Unlike companies focused on liquid biopsy, DeepDiagnos positions itself as a provider of pan-cancer detection for Stage I and II tumors. They aim to enable patients to become aware and take action at the early stages of tumor development through precise prediction.


This has also enabled its products to take on diverse forms. On one hand, the product can function as a health monitoring tool, similar to routine check-up items. For example, in collaboration with insurance companies, it provides screening services every one to three years for high-risk populations. On the other hand, like other in vitro diagnostic products, it can serve as an auxiliary tool for the clinical diagnosis of tumors.


“Integration with insurance is undoubtedly a path that must be taken. China has hundreds of millions of smokers, among whom the high-risk population for lung cancer may reach 100 million. This represents a vast market for early screening,” said Hu Yang. “In addition, there are carriers of hereditary genetic mutations within families, so the health checkup market is substantial.”


“Our ultimate goal is still to have our products included in the national medical insurance reimbursement list. This is also the aspiration of most in vitro diagnostic (IVD) companies,” he added.


Although the cost of early screening based on liquid biopsy has been significantly reduced compared to MRI and PET-Scan detection, this cost is still some distance away from large-scale market adoption of the product.
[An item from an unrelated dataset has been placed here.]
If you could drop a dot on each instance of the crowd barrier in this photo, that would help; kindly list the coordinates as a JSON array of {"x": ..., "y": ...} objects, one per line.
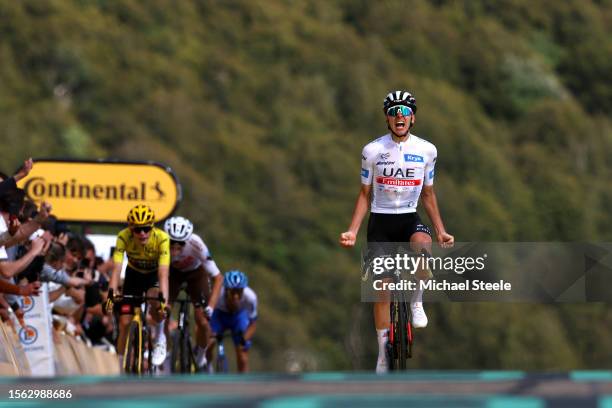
[{"x": 71, "y": 356}]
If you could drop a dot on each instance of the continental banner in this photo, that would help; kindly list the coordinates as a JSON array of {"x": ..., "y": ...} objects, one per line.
[{"x": 102, "y": 191}]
In the United States, healthcare is closely integrated with commercial insurance. By partnering with insurers, healthcare providers can help identify high-risk populations and provide them with regular screening, thereby reducing future medical costs. For high-risk patients, insurer involvement encourages more proactive screening, which not only lowers disease risk but also reduces potential out-of-pocket medical expenses for patients.

 

“This is a win-win for both insurance companies and users. Just as dental insurance in the United States typically covers two free professional cleanings per year to reduce the risk of developing serious oral diseases in the future, thereby saving costs for insurers,” said Zhang Xinjun.


“Initially, there may be some high-end users who opt for testing by paying out of pocket. However, if the test can be incorporated into the national medical insurance system and as the user base expands, the cost-spreading effect will become increasingly significant, making the price much more affordable and substantially broadening the user base.” He believes that if the average revenue per user (ARPU) can be kept within RMB 3,000, a large proportion of high-risk individuals will undergo testing every one to two years, with an estimated annual testing volume of 50 million to 100 million person-times.


Prior to inclusion in the national medical insurance reimbursement list, these products will be marketed as laboratory-developed tests (LDTs). Subsequently, early lung cancer screening products will enter prospective clinical studies and prepare for regulatory submission for clinical medical device certification.

 

>>>>

Next Step: Talent and Scientific Research


The company is currently preparing for clinical trials of its early lung cancer screening product and applying for government funding and projects. The colorectal cancer product model is also under development, with subsequent products set to enter the market closely following the lung cancer product.


Next, talent expansion will be one of the key priorities. “I’ve basically reached out to all my former senior and junior fellow students,” Zhang Xinjun joked. “Most of them are currently engaged in scientific research at top-tier institutions such as Harvard and Stanford, which is exactly the kind of talent our company needs.”


On the other hand, they are engaging with research institutions both domestically and internationally, seeking to collaborate with more scientific and academic institutions in the United States and China to further develop and validate additional early screening products, thereby laying the foundation for subsequent clinical trials.


It is reported that the company has completed a seed funding round of several million RMB, with the funds primarily allocated to project initiation and technological research and development. The company currently has additional financing needs.